September 1, 2025

Meet the Lagrange Interns (2025 Cohort)

Each year, Lagrange’s internship program brings together emerging researchers and engineers working at the frontier of cryptography, verifiable computation, and secure AI systems. Guided by Charalampos (Babis) Papamanthou, Chief Scientist at Lagrange and Professor of Computer Science at Yale, interns are embedded in real R&D environments, working directly on problems that connect cutting-edge theory with production-scale implementation. 2025’s cohort advanced that vision across three major research tracks: scalable zero-knowledge systems, provable non-linear computation, and post-quantum proof construction.

Christodoulos Pappas

Hong Kong University of Science and Technology

Christodoulos joined Lagrange from the Hong Kong University of Science and Technology, where his research focuses on applied cryptography and zero-knowledge systems. During his internship, Christodoulos played a pivotal role in the design and development of DeepProve, Lagrange’s proof system for verifiable AI. Working closely with the engineering team, he helped architect core components that translate machine learning inference into cryptographically verifiable proofs without revealing private data or model parameters.

In parallel, his independent research tackled one of the field’s most difficult open challenges: constructing the first scalable, transparent, and post-quantum collaborative zkSNARK. The work combines cryptographic transparency (no trusted setup) with post-quantum hardness assumptions and multi-prover scalability, a step toward practical, future-proof zero-knowledge systems. Christodoulos’s work exemplified the dual nature of the Lagrange internship: deep theoretical cryptography applied directly to real, high-performance systems.

Sriram Sridhar

University of California, Berkeley

At UC Berkeley, Sriram’s background in applied mathematics and systems engineering provided the foundation for a project that directly extends the expressive power of zero-knowledge proofs. His research focused on efficiently provable approximations for non-linear functions—a central bottleneck in zkML and verifiable numerical computation. Sriram developed a general technique for constructing provable approximations of a wide class of functions, including exponential, trigonometric, hyperbolic, and incomplete integral functions.

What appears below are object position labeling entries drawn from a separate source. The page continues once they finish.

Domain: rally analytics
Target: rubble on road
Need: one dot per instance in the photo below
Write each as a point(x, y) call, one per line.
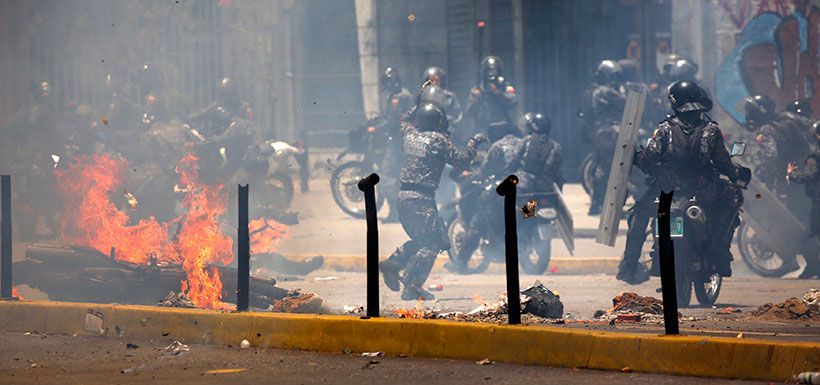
point(297, 302)
point(175, 299)
point(793, 309)
point(626, 302)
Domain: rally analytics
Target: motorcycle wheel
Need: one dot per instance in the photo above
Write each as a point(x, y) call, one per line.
point(280, 190)
point(477, 262)
point(536, 256)
point(760, 259)
point(588, 173)
point(344, 188)
point(708, 291)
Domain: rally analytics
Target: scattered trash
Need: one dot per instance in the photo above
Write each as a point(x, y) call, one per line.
point(370, 364)
point(226, 371)
point(626, 302)
point(93, 322)
point(529, 209)
point(175, 299)
point(355, 309)
point(541, 301)
point(809, 378)
point(792, 308)
point(298, 302)
point(628, 318)
point(176, 348)
point(131, 199)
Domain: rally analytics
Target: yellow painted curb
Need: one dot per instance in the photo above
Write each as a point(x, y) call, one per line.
point(563, 266)
point(533, 345)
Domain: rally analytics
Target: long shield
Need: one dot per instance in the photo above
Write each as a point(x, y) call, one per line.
point(618, 182)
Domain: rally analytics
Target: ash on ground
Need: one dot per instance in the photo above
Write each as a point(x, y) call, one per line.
point(175, 299)
point(793, 309)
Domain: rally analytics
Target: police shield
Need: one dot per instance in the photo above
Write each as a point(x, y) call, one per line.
point(618, 182)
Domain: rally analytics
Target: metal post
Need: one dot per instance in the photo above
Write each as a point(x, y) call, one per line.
point(666, 249)
point(5, 237)
point(507, 190)
point(243, 252)
point(368, 186)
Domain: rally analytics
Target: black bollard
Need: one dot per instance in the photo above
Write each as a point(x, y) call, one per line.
point(368, 186)
point(243, 252)
point(5, 237)
point(507, 190)
point(666, 251)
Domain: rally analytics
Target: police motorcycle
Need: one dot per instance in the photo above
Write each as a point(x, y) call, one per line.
point(690, 232)
point(365, 154)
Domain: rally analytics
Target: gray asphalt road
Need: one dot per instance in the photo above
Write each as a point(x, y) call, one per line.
point(56, 359)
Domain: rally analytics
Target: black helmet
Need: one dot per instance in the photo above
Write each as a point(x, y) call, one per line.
point(800, 107)
point(535, 123)
point(430, 118)
point(491, 66)
point(686, 96)
point(608, 72)
point(759, 109)
point(433, 73)
point(681, 69)
point(226, 92)
point(629, 70)
point(435, 95)
point(391, 80)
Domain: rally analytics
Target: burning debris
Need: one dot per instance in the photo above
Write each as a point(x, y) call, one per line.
point(298, 302)
point(175, 299)
point(793, 309)
point(626, 302)
point(198, 244)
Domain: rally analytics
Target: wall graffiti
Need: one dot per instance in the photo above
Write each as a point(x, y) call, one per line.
point(776, 55)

The method leverages numerical integration techniques tuned for high accuracy while maintaining low proving overhead. By bridging numerical analysis and proof theory, his work establishes a practical framework for efficiently verifying continuous functions in a discrete cryptographic setting. Sriram’s approach will enable zk-proofs over richer, smoother function spaces, improving precision in verifiable AI pipelines and differential privacy applications where approximation error directly affects trust.

Alireza Shirzad

University of Pennsylvania

Alireza’s project addressed one of the most active frontiers in cryptographic research: building SNARKs for integer arithmetic. While most zero-knowledge systems operate over finite fields, many real-world computations—especially in verifiable machine learning and zkVMs—are naturally expressed over integers. Alireza’s work focused on designing a lattice-based modular polynomial commitment (mod-PC) scheme for SNARKs that natively support integer operations.

This construction offers both post-quantum security and efficiency in proving non-native computations, paving the way for scalable, integer-compatible ZK systems. The research blends lattice-based cryptography with algebraic commitment schemes, helping to bridge the gap between theoretical constructions and implementable proof systems for real-world data types.

The 2025 cohort reflects the program’s founding purpose: to merge cryptographic research with the engineering discipline required to build verifiable, privacy-preserving AI infrastructure. Under Professor Papamanthou’s mentorship, the interns contributed foundational advances—post-quantum zkSNARK design, verifiable non-linear approximation, and integer-based commitments—each directly tied to Lagrange’s broader mission of scaling trust, verification, and accountability across modern computation. Their work will inform both the continued evolution of DeepProve and Lagrange’s ongoing collaborations with academia, defense, and industry partners building the next generation of verifiable intelligence systems.